Entre las numerosas instituciones privadas, académicas y de gobierno en las que se ha desempeñado, fue también miembro del Consejo de Asesores Económicos del exgobernador de California, Arnold Schwarzenegger. ¿Qué aprendizajes le dejó?
El Consejo era dirigido por el exsecretario de Estado, George Shultz, quien falleció hace unos meses. Lo dirigía con amabilidad y mano de hierro. Cuando hablábamos, no podíamos exceder dos minutos; había que ir a la médula del problema y hablar con precisión y sin filigranas, usar un lenguaje claro, una situación muy al estilo Wittgenstein.

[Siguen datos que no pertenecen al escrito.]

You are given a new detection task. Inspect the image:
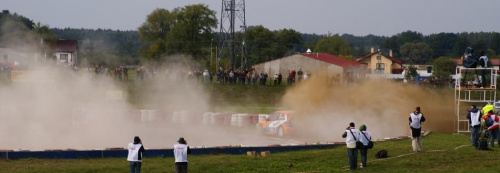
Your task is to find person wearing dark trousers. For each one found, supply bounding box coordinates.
[467,105,482,147]
[342,122,359,170]
[482,110,500,147]
[174,137,192,173]
[358,124,371,168]
[127,136,145,173]
[409,106,426,152]
[479,51,488,88]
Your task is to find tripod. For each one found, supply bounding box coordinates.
[462,69,481,88]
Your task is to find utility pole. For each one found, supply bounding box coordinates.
[219,0,246,70]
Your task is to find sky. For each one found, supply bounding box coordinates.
[2,0,500,36]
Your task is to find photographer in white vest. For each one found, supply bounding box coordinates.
[467,105,482,147]
[409,107,426,152]
[174,137,192,173]
[127,136,145,173]
[341,122,360,170]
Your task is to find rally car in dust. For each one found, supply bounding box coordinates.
[259,110,293,137]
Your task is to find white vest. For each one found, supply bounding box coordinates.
[345,129,360,148]
[410,113,423,129]
[127,143,143,162]
[359,131,371,146]
[470,111,481,126]
[174,144,189,162]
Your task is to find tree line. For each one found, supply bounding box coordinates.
[2,6,500,69]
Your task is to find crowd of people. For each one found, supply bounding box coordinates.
[209,67,311,86]
[467,103,500,150]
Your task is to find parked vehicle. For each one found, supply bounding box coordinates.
[259,110,294,137]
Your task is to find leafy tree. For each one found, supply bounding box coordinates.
[0,10,34,30]
[491,33,500,54]
[453,33,469,56]
[400,42,433,64]
[245,25,276,64]
[425,33,457,58]
[398,30,423,44]
[138,9,175,61]
[404,65,419,80]
[275,28,302,57]
[314,35,351,56]
[0,10,36,48]
[138,4,217,62]
[166,4,217,59]
[33,22,58,46]
[432,56,457,85]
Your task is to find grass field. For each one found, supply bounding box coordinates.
[1,133,499,173]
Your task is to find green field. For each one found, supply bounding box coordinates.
[1,133,499,173]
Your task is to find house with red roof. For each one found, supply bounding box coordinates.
[251,52,362,77]
[53,40,78,67]
[356,48,403,76]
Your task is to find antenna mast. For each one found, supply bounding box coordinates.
[219,0,246,70]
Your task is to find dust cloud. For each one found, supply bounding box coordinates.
[282,73,455,142]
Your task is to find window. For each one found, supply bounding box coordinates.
[376,63,385,70]
[60,54,68,61]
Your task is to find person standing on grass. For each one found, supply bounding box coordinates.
[358,124,371,168]
[482,110,500,147]
[467,105,482,147]
[409,106,426,152]
[342,122,359,170]
[174,137,192,173]
[127,136,145,173]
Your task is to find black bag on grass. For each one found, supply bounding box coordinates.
[477,138,488,150]
[375,150,388,159]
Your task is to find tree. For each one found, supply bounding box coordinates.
[400,42,433,64]
[432,56,457,86]
[491,33,500,54]
[314,35,351,56]
[0,10,36,48]
[166,4,217,59]
[138,4,217,62]
[245,25,276,64]
[33,22,58,46]
[138,9,175,61]
[453,33,469,56]
[404,65,419,80]
[275,28,302,57]
[426,33,457,58]
[398,30,423,44]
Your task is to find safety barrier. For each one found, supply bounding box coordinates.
[0,144,338,160]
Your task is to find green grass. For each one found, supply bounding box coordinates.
[1,133,499,173]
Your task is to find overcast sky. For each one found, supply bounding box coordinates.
[2,0,499,36]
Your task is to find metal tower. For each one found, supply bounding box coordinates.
[219,0,246,70]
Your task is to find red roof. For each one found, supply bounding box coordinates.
[300,53,360,67]
[356,52,402,64]
[54,40,77,52]
[455,58,500,66]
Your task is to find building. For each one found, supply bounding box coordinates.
[53,40,78,67]
[251,52,362,77]
[356,49,403,79]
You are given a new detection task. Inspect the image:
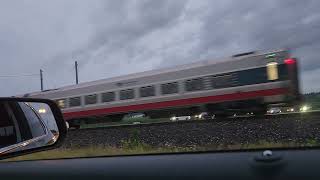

Ahí aprendí que si no se podía hablar con claridad era preferible quedarse en silencio.
Ha estudiado los procesos de dolarización en América Latina. Chile es uno de los países más exitosos en el camino de desdolarizar. Las autoridades actuales del Banco Central del Uruguay han anunciado como uno de sus principales objetivos la desdolarización de la economía. ¿Qué lecciones se podrían extrapolar del caso chileno que puedan aplicarse a nuestro país?
Históricamente, la dolarización surge como una manera de defenderse de la inflación, de la caída del poder adquisitivo de la moneda local. La inflación elevada es muy traumática, y toma generaciones derrotar ese trauma. Los alemanes, por ejemplo, aún son víctimas del horror de la hiperinflación de los años 20.
El banco central debe aceptar que una verdadera desdolarización requiere, como primer paso, una inflación (muy) baja y estable. Dos comentarios adicionales: el surgimiento de las monedas digitales globales hará más difícil la desdolarización. Al contrario, se hará más fácil usar “dólares digitales” para todo tipo de transacciones.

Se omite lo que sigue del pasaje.